There were thirty-six independent and non-affiliated candidates in the 1985 Quebec provincial election, none of whom were elected. Information about these candidates may be found on this page.

==Electoral divisions==
===Mercier: Gilles Côté===
Gilles Côté was forty-seven years old in 1985 and identified as a taxi driver. A member of the Social Credit Party of Canada, he ran for public office several times in the 1980s at the federal, provincial, and municipal levels.

A candidate named Gilles Côté ran for the Ralliement national party in the 1966 provincial election.

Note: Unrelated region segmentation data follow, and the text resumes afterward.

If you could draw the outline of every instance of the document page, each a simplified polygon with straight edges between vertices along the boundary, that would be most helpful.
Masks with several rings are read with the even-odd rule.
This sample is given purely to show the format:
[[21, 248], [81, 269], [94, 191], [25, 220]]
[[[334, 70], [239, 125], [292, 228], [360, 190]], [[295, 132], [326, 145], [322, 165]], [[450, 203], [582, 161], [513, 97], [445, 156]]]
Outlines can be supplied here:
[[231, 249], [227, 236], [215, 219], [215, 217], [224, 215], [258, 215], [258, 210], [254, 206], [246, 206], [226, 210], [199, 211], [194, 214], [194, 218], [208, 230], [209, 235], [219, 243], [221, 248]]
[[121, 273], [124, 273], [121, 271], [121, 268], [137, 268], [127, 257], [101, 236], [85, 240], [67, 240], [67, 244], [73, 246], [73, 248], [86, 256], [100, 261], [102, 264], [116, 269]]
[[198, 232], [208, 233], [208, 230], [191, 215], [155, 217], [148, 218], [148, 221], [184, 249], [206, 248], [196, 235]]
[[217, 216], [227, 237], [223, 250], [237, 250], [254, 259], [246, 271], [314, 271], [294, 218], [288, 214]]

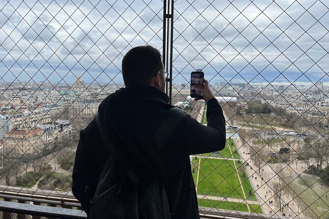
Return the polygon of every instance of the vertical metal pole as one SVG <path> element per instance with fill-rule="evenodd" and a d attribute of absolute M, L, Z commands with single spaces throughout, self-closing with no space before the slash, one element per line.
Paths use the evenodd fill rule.
<path fill-rule="evenodd" d="M 173 41 L 174 40 L 174 0 L 171 1 L 171 26 L 170 27 L 170 82 L 169 90 L 169 103 L 171 104 L 173 88 Z"/>
<path fill-rule="evenodd" d="M 169 96 L 169 104 L 171 104 L 172 96 L 173 13 L 174 0 L 168 0 L 168 1 L 164 0 L 162 59 L 165 70 L 169 73 L 169 77 L 166 80 L 166 93 Z"/>
<path fill-rule="evenodd" d="M 163 66 L 166 67 L 166 23 L 167 19 L 166 18 L 166 15 L 167 14 L 167 0 L 163 0 L 163 31 L 162 31 L 162 62 L 163 63 Z M 165 71 L 166 69 L 165 68 Z"/>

It is assumed this was the same person.

Electoral record
| Election | Division | Party | Votes | % | Place | Winner |
|---|---|---|---|---|---|---|
| 1966 provincial | D'Arcy-McGee | Ralliement national | 129 | 0.47 | 4/4 | Victor Goldbloom, Liberal |
| 1981 provincial | Mercier | United Social Credit | 118 | 0.40 | 6/8 | Gérald Godin, Parti Québécois |
| 1982 municipal | Montreal City Council, Laurier ward | Municipal Action Group | 527 | 9.95 | 3/3 | Robert Perreault, Montreal Citizens' Movement |
| 1984 federal | Laurier | Social Credit | 194 | 0.72 | 7/9 | David Berger, Liberal |
| 1985 provincial | Mercier | Independent | 97 | 0.38 | 7/10 | Gérald Godin, Parti Québécois |
| 1986 municipal | Mayor of Montreal | Independent | 1,676 | 0.49 | 5/7 | Jean Doré, Montreal Citizens' Movement |

===Richelieu: Michel Guilbault===
Michel Guilbault received 347 votes (1.13%), finishing fourth against Quebec Liberal Party candidate Albert Khelfa.